The American School System Has A Lot To Learn

A typical Norwegian public school classroom. These students are in Barneskole.

A typical Norwegian public school classroom. These students are in Barneskole.

Lindsey Ingrey

It used to be that having straight-A’s was an exceptional achievement, but today, an A-average is touted as the norm. A 2016 College Board report found that since 1998, the number of SAT-takers with an A average has risen from 39 percent to 47 percent, though the average scores themselves have declined. Because standards are sky-high, students often feel inadequate and this can lead to a poor self-image and unrealistic ideas of success. These feelings begin in middle school, where competition among classmates begins in earnest and continues on into high school and college. A 2017 American Psychological Association study found that 61% of college students seeking an appointment with a counselor reported feelings of anxiety. Take this with the national mean student-to-counselor ratio of 1,737:1 and there is a huge gap between the students who need help and those who are qualified to give it.

Stress comes from many places, from parents, friends, and school to name a few. An NYU study found that 49% of high school students felt a great deal of stress each day.
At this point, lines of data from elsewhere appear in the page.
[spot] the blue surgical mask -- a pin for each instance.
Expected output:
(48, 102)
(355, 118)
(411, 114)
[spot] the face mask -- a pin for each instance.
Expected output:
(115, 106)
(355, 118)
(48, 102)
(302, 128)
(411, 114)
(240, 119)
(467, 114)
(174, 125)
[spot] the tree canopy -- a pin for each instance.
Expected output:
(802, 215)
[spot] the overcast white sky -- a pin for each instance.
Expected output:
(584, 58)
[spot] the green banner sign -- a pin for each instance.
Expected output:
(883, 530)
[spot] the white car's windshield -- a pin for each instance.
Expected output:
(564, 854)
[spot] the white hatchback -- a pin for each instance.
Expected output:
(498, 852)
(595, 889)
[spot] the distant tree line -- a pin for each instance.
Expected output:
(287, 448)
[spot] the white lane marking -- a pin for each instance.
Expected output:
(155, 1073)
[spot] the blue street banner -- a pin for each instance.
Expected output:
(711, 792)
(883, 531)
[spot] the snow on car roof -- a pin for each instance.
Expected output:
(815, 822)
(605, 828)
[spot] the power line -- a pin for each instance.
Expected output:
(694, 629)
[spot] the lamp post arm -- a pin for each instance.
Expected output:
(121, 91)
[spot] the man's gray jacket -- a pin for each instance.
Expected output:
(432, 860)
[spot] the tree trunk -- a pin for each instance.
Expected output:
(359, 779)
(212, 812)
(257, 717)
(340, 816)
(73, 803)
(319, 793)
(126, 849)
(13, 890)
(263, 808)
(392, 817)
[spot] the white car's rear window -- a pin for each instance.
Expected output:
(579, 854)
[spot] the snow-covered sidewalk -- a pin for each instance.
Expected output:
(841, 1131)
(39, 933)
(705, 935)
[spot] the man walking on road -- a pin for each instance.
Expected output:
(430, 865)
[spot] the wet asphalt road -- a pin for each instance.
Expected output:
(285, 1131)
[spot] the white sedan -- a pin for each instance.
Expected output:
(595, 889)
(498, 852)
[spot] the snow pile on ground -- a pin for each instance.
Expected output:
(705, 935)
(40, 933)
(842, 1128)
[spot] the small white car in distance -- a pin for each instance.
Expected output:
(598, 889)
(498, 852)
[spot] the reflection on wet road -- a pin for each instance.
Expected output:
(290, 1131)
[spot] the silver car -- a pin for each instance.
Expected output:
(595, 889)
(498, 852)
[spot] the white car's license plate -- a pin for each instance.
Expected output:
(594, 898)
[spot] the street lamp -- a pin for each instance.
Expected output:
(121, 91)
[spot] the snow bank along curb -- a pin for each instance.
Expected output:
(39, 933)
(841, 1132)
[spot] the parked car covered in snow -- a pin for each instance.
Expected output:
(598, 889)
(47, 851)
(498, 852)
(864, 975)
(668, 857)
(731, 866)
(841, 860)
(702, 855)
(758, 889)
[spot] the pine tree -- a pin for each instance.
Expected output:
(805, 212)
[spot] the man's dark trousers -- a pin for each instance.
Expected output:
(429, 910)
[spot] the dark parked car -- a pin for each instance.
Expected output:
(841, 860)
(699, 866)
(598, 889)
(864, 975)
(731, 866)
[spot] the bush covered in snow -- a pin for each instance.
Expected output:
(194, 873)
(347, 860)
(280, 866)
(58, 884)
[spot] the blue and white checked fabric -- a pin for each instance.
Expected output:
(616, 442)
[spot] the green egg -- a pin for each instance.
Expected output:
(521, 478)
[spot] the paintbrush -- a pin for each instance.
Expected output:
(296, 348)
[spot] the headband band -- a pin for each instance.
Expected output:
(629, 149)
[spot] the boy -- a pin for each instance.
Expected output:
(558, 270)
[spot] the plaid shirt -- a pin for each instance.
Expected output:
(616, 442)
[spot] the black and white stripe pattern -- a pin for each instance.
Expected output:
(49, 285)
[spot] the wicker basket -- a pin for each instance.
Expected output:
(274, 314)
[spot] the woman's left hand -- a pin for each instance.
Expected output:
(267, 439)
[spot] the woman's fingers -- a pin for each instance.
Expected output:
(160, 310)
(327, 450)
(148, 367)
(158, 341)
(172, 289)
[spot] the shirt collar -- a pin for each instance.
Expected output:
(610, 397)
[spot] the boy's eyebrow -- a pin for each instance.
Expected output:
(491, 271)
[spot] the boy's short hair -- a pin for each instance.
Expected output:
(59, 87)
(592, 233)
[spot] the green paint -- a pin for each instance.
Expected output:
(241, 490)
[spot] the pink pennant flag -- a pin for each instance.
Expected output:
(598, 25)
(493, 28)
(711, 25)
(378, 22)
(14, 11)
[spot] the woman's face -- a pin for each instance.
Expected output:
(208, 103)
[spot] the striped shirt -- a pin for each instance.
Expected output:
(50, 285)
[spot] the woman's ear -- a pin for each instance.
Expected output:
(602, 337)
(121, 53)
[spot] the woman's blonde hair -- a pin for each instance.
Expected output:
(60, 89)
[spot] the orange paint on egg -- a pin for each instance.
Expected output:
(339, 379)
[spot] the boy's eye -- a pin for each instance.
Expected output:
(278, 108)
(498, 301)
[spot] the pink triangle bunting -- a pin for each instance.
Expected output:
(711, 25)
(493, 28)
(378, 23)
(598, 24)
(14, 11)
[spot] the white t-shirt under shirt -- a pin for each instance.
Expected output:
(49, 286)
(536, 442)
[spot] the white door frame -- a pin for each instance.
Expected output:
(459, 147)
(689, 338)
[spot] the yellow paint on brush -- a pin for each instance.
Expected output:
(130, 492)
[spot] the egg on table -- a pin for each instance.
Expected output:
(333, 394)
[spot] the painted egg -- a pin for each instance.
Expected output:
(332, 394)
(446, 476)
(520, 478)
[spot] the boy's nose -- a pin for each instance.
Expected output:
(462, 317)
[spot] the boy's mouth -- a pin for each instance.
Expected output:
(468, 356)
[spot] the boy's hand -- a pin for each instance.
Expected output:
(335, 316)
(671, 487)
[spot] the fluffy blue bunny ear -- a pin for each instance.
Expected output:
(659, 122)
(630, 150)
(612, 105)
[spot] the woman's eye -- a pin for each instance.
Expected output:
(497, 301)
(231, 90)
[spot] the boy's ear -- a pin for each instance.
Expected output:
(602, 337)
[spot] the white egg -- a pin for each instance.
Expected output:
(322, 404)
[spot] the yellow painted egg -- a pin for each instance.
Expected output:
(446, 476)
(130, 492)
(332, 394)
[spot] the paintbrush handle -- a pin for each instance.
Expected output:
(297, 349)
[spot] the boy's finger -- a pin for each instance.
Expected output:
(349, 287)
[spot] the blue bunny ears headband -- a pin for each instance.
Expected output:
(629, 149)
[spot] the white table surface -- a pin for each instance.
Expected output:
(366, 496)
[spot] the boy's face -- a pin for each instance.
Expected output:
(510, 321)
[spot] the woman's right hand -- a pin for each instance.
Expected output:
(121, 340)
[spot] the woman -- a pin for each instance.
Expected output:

At what point does the stress from school outweigh the expectation to perform? Itis common for high achieving students to “burn out” and stop caring about their grades. American school systems should place focus on the process and value of learning instead of facts and general knowledge as these pieces of information will be relatively useless in the workforce. About 95% of what students learn in school they do not remember. It is common practice to memorize basic information for the test and then to forget it. If students love to learn and have developed strong work ethics, they are more likely to succeed. In order to reform the American school system, both schools and the government should look to countries like Norway. In Norway, the education system is made up of primary school (Barneskole), lower secondary school (Ungdomsskole), and upper secondary school (Videregående skole). School is compulsory for students between the ages of 6 and 16, and there is an optional daycare for children ages 1 to 5. Barneskole corresponds to grades 1-7 in the American system. However, students in Barneskole receive no official grades from their teachers. This lowers the stress placed on the students and their development as learners and encourages curiosity. After attending Barneskole, Norwegian children continue their education at Ungdomsskole (Grades 8-10 in America). Here they are graded and have to maintain good grades to get into a good upper secondary school or the Videregående skole. Videregående Skole requires three years of optional schooling, though most Norwegian students will enroll to be competitive on the job market. Private Videregående skole are illegal unless they have a religious or pedagogic association. This makes further schooling an option for all Norwegian students, regardless of their incomes. This year, Norway was ranked ninth by the Organisation for Economic Co-operation and Development (OECD) for having one of the best education systems, and consistently placed in the top ten, while the US placed fourteenth.

Clearly, having a system of education based on learning and individual growth of countries like Norway has the potential to outperform the competitive and stress-inducing education system of the United States. In order to achieve better individual and national results, the US should consider serious educational reforms.